Although polygons "approach" the circle, the circle has quite a few more points than just the union of the vertices of all the $n$-gons inscribing it, and consequently it "should" have more symmetries. The symmetry group (rotations and reflections) of the circle is known as $\text{O}(2, \mathbb{R})$ or sometimes just $\text{O}(2)$, which can be seen as the set of all orthogonal ($A^t = A^{-1}$) 2-by-2 matrices with real entries, under multiplication.

Instead, you could think of $D_\infty$ as being the "limit" of the presentations for the finite dihedral groups, $$D_n = \langle r, s \mid r^n = s^2 = 1,\, srs = r^{-1} \rangle.$$ As $n$ goes to infinity, the statement that $r^n = 1$ simply drops out, because what "$r^n = 1$" is really saying is "$\text{ord}(r) = n$", and we write $\text{ord}(r) = \infty$ to mean $r$ has infinite order. So $$D_\infty = \langle r, s \mid s^2 = 1,\, srs = r^{-1}\rangle$$ which some authors take as the definition of $D_\infty$. Others define the infinite dihedral group as the isometries of $\mathbb{Z}$ as a subset of $\mathbb{R}$, in which case $x \mapsto x + 1$ can be thought of as $r$ (a "rotation") and $x \mapsto -x$ can be thought of as $s$ (a "reflection").

$D_\infty$ is the group of symmetries of an $\infty$-agon, of which a simple model is the set $\mathbb Z$ inside of $\mathbb R$.

Finite dihedral groups, in general, are defined as particular quotients of the free group on two letters, with the associated normal subgroup being generated by the relations $r^n = f^2 = (rf)^2 = 1$. The natural extension of this idea to the infinite case is to let $\langle r \rangle \cong \mathbb{Z}$ since the rotation subgroup is always cyclic, and the size of the rotation subgroup is the only thing differentiating all the various finite dihedral groups, structurally speaking.

One problem with thinking about $D_{\infty}$ as the symmetry group of a circle is that the cardinalities simply don't match up. As a quotient of a free group on two letters, $D_{\infty}$ is countably infinite. On the other hand, the rotation subgroup of the group of symmetries of a circle is uncountably infinite as we can rotate $S^1$ by any angle $\theta \in [0, 2\pi)$.

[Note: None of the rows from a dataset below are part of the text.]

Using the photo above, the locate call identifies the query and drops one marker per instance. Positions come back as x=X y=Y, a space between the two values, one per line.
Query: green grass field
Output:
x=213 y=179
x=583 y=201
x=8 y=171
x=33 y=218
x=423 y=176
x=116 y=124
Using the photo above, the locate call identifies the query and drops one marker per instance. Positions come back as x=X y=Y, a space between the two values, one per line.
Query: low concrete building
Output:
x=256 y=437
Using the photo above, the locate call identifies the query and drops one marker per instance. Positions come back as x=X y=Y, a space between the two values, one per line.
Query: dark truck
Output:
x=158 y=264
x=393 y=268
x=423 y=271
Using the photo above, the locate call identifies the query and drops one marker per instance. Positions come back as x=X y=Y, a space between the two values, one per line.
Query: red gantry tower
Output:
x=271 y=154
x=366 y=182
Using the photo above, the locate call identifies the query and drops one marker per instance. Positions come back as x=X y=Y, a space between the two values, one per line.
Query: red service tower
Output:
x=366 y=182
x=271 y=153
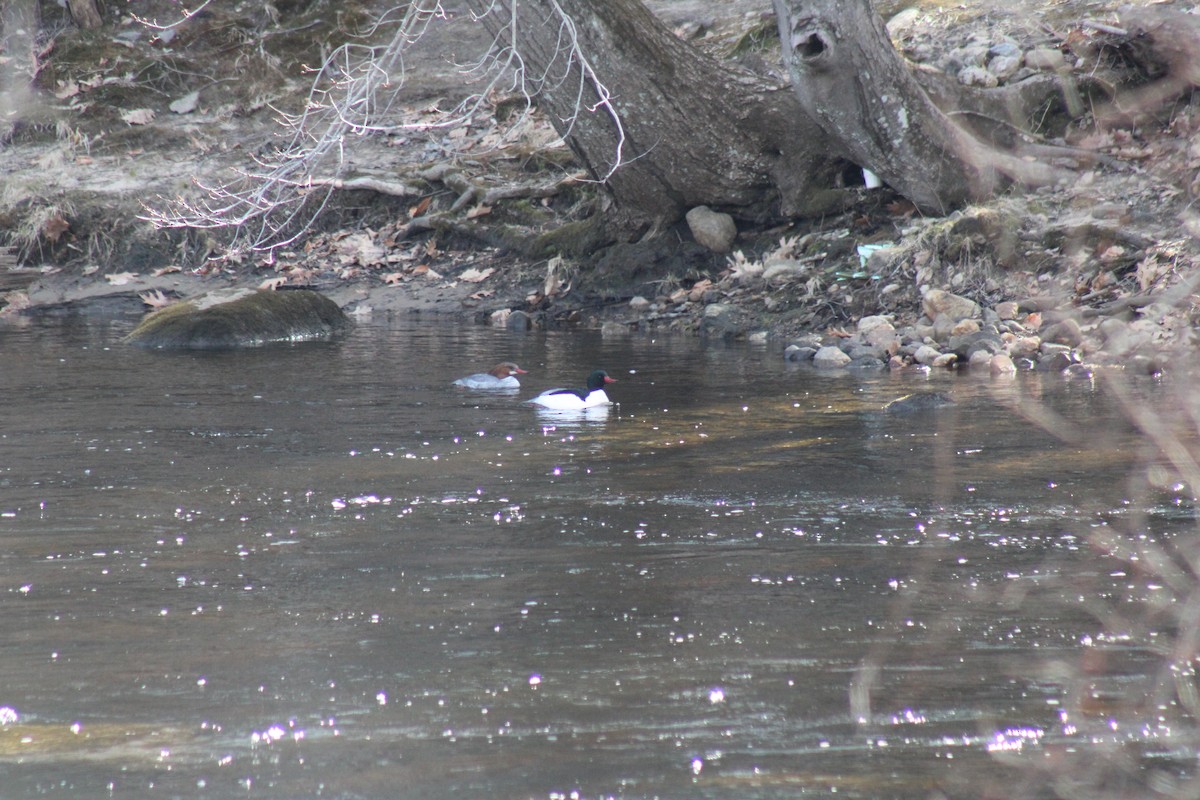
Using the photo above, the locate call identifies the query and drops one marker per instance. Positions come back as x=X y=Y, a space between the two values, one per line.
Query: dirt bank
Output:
x=123 y=119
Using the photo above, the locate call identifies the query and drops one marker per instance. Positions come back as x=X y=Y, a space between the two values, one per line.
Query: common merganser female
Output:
x=575 y=398
x=502 y=376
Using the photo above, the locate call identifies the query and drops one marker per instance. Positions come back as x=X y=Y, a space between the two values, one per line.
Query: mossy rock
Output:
x=241 y=319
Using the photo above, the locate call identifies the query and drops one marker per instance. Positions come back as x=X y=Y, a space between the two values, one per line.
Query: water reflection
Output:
x=323 y=570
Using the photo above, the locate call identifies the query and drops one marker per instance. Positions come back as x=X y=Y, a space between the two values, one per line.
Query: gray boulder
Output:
x=241 y=318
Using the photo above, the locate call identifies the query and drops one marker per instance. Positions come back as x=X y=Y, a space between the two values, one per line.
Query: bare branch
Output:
x=355 y=92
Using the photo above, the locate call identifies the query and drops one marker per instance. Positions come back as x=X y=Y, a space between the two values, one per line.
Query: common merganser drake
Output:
x=567 y=400
x=502 y=376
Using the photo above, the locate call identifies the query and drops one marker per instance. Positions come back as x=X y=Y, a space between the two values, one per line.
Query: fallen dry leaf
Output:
x=17 y=302
x=138 y=116
x=156 y=299
x=420 y=208
x=55 y=227
x=475 y=276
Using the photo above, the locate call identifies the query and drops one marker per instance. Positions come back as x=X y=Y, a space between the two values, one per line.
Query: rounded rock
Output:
x=831 y=358
x=713 y=229
x=1002 y=365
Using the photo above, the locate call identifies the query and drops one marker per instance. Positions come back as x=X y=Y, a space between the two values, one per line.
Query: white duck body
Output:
x=568 y=400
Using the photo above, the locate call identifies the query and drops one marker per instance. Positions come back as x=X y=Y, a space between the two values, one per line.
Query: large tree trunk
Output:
x=850 y=78
x=676 y=128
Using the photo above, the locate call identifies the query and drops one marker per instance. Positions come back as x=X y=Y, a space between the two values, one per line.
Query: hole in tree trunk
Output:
x=809 y=46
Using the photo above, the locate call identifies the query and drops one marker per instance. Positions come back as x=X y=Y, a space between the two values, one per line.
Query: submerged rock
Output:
x=918 y=402
x=240 y=319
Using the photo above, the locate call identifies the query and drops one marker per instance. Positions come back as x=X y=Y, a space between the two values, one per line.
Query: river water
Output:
x=323 y=571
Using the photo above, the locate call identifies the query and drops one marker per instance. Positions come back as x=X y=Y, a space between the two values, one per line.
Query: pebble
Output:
x=1045 y=58
x=927 y=354
x=713 y=229
x=1002 y=365
x=939 y=301
x=1065 y=332
x=831 y=358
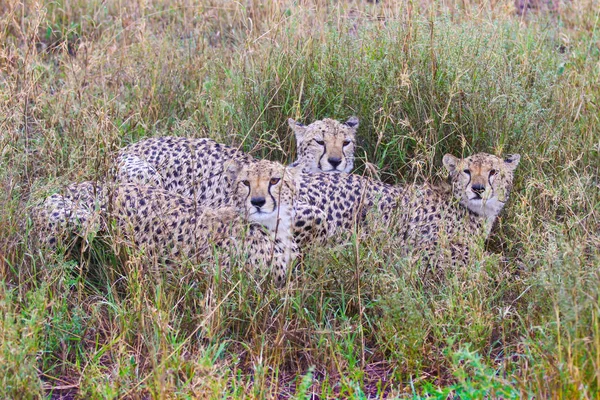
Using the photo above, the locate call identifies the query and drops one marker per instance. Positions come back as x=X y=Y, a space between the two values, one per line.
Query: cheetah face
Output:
x=482 y=182
x=327 y=145
x=264 y=191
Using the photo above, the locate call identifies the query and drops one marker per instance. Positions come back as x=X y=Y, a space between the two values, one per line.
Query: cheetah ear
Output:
x=298 y=128
x=450 y=162
x=352 y=123
x=232 y=169
x=511 y=161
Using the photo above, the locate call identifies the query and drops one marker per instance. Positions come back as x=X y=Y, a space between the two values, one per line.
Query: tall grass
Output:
x=80 y=79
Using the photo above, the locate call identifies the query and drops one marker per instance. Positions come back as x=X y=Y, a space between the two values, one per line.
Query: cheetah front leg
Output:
x=310 y=225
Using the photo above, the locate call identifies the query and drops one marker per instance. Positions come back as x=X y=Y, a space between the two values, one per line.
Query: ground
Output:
x=80 y=79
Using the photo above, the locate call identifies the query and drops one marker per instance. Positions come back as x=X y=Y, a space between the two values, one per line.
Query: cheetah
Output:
x=165 y=225
x=460 y=215
x=193 y=167
x=325 y=145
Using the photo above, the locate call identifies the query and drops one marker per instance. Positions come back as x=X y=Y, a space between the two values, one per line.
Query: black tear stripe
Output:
x=322 y=155
x=272 y=198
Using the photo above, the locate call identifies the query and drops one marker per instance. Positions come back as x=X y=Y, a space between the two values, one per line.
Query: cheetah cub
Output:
x=429 y=216
x=164 y=225
x=194 y=167
x=325 y=145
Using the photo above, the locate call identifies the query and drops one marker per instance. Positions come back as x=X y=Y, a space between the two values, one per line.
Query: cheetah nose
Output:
x=478 y=189
x=334 y=161
x=258 y=201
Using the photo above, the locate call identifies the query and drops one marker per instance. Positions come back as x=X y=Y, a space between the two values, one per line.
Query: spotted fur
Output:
x=433 y=218
x=165 y=225
x=325 y=145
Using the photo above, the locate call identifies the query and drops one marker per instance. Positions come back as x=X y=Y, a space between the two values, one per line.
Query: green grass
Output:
x=80 y=79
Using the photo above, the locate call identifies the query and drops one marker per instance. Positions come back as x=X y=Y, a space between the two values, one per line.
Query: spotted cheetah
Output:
x=325 y=145
x=165 y=225
x=193 y=167
x=429 y=216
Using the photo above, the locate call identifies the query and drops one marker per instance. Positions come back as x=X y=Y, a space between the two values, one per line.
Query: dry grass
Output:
x=80 y=79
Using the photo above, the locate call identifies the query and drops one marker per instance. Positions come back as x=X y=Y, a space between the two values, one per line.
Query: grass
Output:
x=80 y=79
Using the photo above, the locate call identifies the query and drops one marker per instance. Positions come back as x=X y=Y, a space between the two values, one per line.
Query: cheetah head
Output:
x=327 y=145
x=264 y=191
x=482 y=182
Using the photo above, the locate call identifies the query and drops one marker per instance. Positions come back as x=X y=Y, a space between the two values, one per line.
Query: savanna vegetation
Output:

Note that we can realize $D_{\infty}$ as the symmetry group of the set of integer points on a real number line: the rotation can be thought of as the translation $x \mapsto x \! + \! 1$ and the reflection as reflection across the origin. And this kind of makes sense given that the internal angle of a regular $n$-gon measures $\displaystyle 180- \frac{360}{n}$ degrees, and this approaches $180^{\circ}$ as $n \to \infty$.